Another difficulty introduced by IMFA is the bar on other forms of relief for individuals holding conditional resident status or who are found to have committed marriage fraud. The law prohibits foreign nationals from adjusting status in the US while holding conditional resident status, in the event, say, that the marriage fell apart but the conditional resident has since married another US citizen or is otherwise eligible for an immigrant visa. (The Board of Immigration Appeals, however, has held, in Matter of Stockwell, 20 I&N Dec. 309 (BIA 1991), that the law does not bar a new adjustment should the conditional resident status be lawfully terminated.)

For individuals who have been found to have entered into a marriage to evade immigration laws, there is an even more onerous penalty—not only can they not adjust their status, they are ineligible to have any petition approved on their behalf—even if not based on marriage to another US citizen but rather based on work or another family relationship. This bar does require that the Immigration authorities prove the marriage fraud by clear and convincing evidence, a standard not automatically met in the case of a couple that is simply non-traditional or without the usual documentary evidence of joint habitation that USCIS tends to expect.

Of course, concerns about fraud in the immigration process relate not just to marriage-based cases, and in the last several years the authorities have stepped up their efforts to uncover fraud under the DHS’s Office of Fraud Detection and National Security. It has become increasingly common for USCIS officers to scour the Internet and social media for derogatory information about immigrants and their US citizen spouses alike. Officers have used this information to make fraud determinations (or at least make presumptions about fraud) that have scuttled unsuspecting (and oversharing) applicants. Sometimes the information found is not accurate, nor is it even posted by the individual in question; sometimes it doesn’t relate to them at all but someone else with their name.

In situations where the validity of a marriage is in question, USCIS has the authority to conduct follow up interviews with couples where they are separated from each other and asked invasive and sometimes inappropriate questions. Unfortunately, this leaves unrepresented and unprepared but legitimate married couples at a disadvantage when a husband forgets the color of his wife’s toothbrush or is taken aback by an officer’s question about their sex life.

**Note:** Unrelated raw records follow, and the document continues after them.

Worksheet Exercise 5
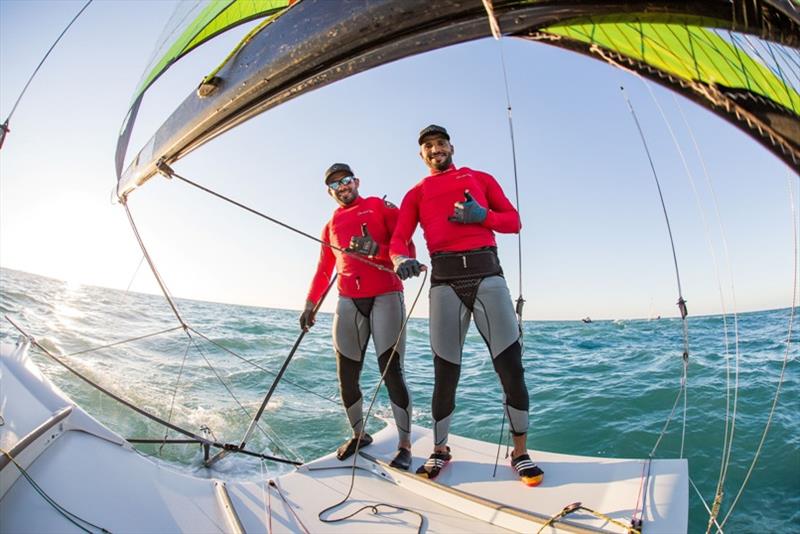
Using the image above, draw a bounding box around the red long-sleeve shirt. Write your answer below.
[389,165,522,257]
[307,197,415,304]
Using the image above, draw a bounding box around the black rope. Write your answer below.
[483,0,525,477]
[317,269,428,534]
[4,315,301,465]
[239,273,339,454]
[0,0,92,148]
[156,161,395,274]
[0,449,110,534]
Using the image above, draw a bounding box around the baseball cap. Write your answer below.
[417,124,450,145]
[325,163,355,183]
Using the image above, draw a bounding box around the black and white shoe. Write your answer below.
[417,447,453,479]
[511,454,544,487]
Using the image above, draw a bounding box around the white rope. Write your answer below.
[689,477,723,534]
[673,95,740,533]
[722,171,798,526]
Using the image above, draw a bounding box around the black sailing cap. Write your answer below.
[325,163,355,183]
[417,124,450,145]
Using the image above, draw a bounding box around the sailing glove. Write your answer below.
[447,189,487,224]
[300,300,316,332]
[347,223,378,258]
[394,256,422,280]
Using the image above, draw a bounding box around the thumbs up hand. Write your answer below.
[347,223,378,258]
[447,189,487,224]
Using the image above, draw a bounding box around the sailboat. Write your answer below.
[0,0,800,533]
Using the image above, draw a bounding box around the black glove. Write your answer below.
[300,300,316,332]
[347,223,378,258]
[447,189,487,224]
[394,256,422,280]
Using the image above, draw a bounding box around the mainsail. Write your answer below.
[116,0,800,198]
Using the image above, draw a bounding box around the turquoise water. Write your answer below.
[0,269,800,532]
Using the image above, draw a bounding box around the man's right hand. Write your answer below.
[300,300,316,332]
[394,256,422,280]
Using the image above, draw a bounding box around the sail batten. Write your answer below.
[117,0,800,197]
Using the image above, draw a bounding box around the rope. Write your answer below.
[0,0,92,148]
[689,477,723,534]
[536,502,641,534]
[720,173,798,526]
[269,480,310,534]
[317,269,428,534]
[157,161,395,274]
[0,449,109,534]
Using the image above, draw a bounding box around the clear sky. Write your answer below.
[0,0,798,319]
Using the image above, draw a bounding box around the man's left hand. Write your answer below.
[447,190,487,224]
[347,223,378,258]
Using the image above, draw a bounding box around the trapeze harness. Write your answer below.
[308,197,413,440]
[390,166,529,446]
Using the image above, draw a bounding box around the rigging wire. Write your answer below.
[673,95,740,533]
[206,273,339,466]
[187,332,303,463]
[620,86,689,521]
[158,341,191,455]
[317,269,428,534]
[189,326,339,406]
[0,0,92,149]
[4,315,301,465]
[120,198,188,330]
[157,161,395,274]
[483,0,525,476]
[720,171,798,526]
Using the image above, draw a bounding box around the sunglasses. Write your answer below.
[328,176,356,191]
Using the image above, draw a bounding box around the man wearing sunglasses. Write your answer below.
[390,124,544,486]
[300,163,414,469]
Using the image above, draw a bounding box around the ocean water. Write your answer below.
[0,269,800,532]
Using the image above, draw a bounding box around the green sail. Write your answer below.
[544,23,800,115]
[133,0,294,105]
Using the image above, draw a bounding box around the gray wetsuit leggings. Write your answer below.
[333,291,411,441]
[430,276,529,446]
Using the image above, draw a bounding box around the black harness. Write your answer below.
[431,247,503,311]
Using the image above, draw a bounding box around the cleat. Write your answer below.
[389,447,411,471]
[511,454,544,487]
[417,447,453,480]
[336,432,372,460]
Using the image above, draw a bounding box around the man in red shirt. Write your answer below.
[300,163,414,469]
[390,124,544,486]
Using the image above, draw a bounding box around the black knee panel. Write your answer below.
[431,354,461,421]
[336,352,363,408]
[492,341,529,410]
[378,349,409,408]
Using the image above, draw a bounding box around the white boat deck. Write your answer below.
[0,344,688,534]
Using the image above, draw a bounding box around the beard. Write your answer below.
[428,156,453,172]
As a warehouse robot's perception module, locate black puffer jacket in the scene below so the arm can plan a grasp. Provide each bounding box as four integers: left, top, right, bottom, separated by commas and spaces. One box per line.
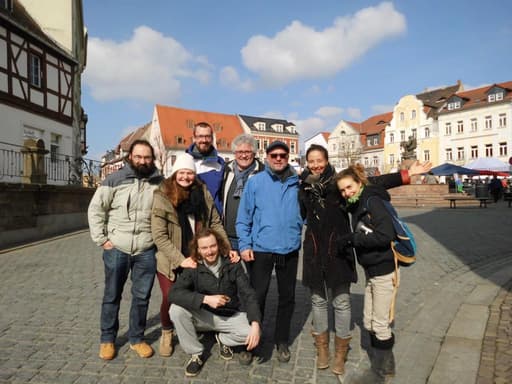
169, 257, 261, 324
299, 165, 407, 289
347, 185, 395, 277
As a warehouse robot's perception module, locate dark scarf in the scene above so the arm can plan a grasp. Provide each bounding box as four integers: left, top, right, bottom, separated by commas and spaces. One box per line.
189, 145, 218, 163
233, 160, 256, 198
176, 187, 208, 256
302, 164, 336, 218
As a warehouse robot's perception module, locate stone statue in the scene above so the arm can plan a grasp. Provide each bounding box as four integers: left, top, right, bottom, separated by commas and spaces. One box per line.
400, 136, 416, 160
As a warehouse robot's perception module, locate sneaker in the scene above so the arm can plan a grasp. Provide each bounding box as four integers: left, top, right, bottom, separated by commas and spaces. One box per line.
185, 354, 204, 377
130, 341, 153, 359
277, 344, 291, 363
100, 343, 116, 360
215, 333, 233, 360
238, 351, 252, 365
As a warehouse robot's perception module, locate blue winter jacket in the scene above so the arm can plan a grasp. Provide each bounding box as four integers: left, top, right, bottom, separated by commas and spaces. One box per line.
236, 166, 303, 254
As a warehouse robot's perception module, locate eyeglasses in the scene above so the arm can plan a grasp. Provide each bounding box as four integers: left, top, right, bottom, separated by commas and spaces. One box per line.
235, 151, 254, 156
269, 153, 288, 159
133, 155, 153, 161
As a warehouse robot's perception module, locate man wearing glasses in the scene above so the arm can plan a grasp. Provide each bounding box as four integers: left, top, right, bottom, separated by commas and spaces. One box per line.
221, 133, 264, 251
236, 141, 303, 362
186, 122, 224, 213
88, 140, 163, 360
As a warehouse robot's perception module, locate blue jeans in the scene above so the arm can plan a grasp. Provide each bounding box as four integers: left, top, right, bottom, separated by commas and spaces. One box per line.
311, 283, 351, 339
100, 247, 156, 344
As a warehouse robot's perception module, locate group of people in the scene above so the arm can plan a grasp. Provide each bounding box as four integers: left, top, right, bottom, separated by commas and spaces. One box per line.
88, 123, 430, 376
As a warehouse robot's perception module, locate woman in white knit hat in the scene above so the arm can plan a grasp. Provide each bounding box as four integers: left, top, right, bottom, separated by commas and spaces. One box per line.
151, 153, 235, 356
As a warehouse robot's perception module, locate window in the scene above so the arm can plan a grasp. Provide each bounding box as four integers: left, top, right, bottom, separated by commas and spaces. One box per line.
471, 119, 478, 132
28, 53, 41, 87
457, 120, 464, 133
498, 113, 507, 128
485, 116, 492, 129
448, 101, 460, 111
485, 144, 492, 157
457, 147, 464, 160
446, 148, 453, 161
500, 142, 507, 156
50, 133, 61, 163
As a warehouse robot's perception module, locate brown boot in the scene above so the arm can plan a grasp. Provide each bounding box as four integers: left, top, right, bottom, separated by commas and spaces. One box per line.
158, 329, 174, 357
331, 336, 352, 375
313, 331, 329, 369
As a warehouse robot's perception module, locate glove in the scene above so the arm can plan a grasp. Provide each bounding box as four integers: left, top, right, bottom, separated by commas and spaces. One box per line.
336, 233, 354, 251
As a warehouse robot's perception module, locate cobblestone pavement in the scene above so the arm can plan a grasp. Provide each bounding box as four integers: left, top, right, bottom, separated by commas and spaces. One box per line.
0, 203, 512, 384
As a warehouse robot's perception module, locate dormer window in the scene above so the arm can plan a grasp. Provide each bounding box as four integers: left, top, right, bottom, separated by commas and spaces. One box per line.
254, 121, 265, 131
448, 100, 460, 111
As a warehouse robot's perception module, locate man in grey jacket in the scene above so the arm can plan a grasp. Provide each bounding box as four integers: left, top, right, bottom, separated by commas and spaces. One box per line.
88, 140, 162, 360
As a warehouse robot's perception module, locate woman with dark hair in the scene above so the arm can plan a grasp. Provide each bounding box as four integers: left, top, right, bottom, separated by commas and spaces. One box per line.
299, 144, 431, 375
151, 153, 238, 357
335, 165, 400, 377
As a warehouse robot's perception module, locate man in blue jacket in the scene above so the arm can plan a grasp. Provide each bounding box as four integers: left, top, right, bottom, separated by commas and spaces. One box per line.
236, 141, 303, 362
186, 122, 225, 213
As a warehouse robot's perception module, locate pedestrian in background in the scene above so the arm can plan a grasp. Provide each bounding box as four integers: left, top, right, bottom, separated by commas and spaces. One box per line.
335, 165, 400, 378
236, 141, 302, 362
151, 153, 234, 357
169, 228, 261, 377
299, 144, 431, 375
186, 122, 224, 213
221, 133, 265, 251
88, 140, 163, 360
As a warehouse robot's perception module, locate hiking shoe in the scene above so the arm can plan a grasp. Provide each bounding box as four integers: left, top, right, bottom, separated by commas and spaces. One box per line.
185, 354, 204, 377
238, 351, 252, 365
277, 344, 291, 363
100, 343, 116, 360
215, 333, 233, 360
130, 341, 153, 359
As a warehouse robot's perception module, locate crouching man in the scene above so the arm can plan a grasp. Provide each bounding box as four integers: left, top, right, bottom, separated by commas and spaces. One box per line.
169, 228, 261, 377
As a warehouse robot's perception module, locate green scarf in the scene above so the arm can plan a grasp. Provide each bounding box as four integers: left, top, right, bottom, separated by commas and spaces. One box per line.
347, 185, 364, 204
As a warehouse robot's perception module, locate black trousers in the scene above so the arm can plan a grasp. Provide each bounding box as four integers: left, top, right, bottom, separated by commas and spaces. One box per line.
247, 250, 299, 345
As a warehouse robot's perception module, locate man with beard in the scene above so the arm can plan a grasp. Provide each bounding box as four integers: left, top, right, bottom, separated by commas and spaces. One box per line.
186, 122, 225, 213
88, 140, 163, 360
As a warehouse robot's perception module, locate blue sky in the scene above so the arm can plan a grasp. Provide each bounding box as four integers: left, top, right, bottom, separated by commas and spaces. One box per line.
82, 0, 512, 159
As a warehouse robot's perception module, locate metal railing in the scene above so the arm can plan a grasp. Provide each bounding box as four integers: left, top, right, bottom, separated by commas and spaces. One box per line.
0, 142, 101, 187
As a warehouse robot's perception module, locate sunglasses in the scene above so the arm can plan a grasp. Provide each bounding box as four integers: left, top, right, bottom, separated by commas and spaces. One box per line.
269, 153, 288, 159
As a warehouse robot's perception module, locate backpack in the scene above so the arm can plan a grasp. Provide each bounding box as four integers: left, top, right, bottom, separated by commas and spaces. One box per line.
366, 197, 416, 267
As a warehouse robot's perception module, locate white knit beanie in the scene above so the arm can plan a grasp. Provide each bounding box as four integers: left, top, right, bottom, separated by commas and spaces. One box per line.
171, 153, 196, 176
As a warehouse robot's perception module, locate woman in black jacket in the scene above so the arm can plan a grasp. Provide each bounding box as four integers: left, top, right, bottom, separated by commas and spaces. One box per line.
336, 165, 400, 377
299, 144, 430, 375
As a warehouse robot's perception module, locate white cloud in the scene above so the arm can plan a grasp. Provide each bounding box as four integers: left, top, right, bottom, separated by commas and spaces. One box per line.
220, 66, 253, 92
84, 26, 211, 103
241, 2, 406, 86
315, 106, 343, 118
372, 104, 395, 114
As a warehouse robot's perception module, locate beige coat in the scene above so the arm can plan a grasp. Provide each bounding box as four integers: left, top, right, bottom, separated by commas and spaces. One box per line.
151, 184, 229, 281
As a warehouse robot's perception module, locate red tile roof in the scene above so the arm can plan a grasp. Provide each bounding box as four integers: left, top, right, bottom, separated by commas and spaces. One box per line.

Over time, the system has opened up to more non-traditional couples (most notably, same-sex couples), but stories like that of Ms. Barrientos risk hardening officers that already presume fraud in most marriage cases that cross their desk. Regardless of how rare or outlandish her story is, Ms. Barrientos’s antics confirm bad assumptions. I hope they will be seen for what they are and won’t be used as a pretext to introduce additional harsh legislation that only causes hardship to legitimate married couples seeking to follow the rules.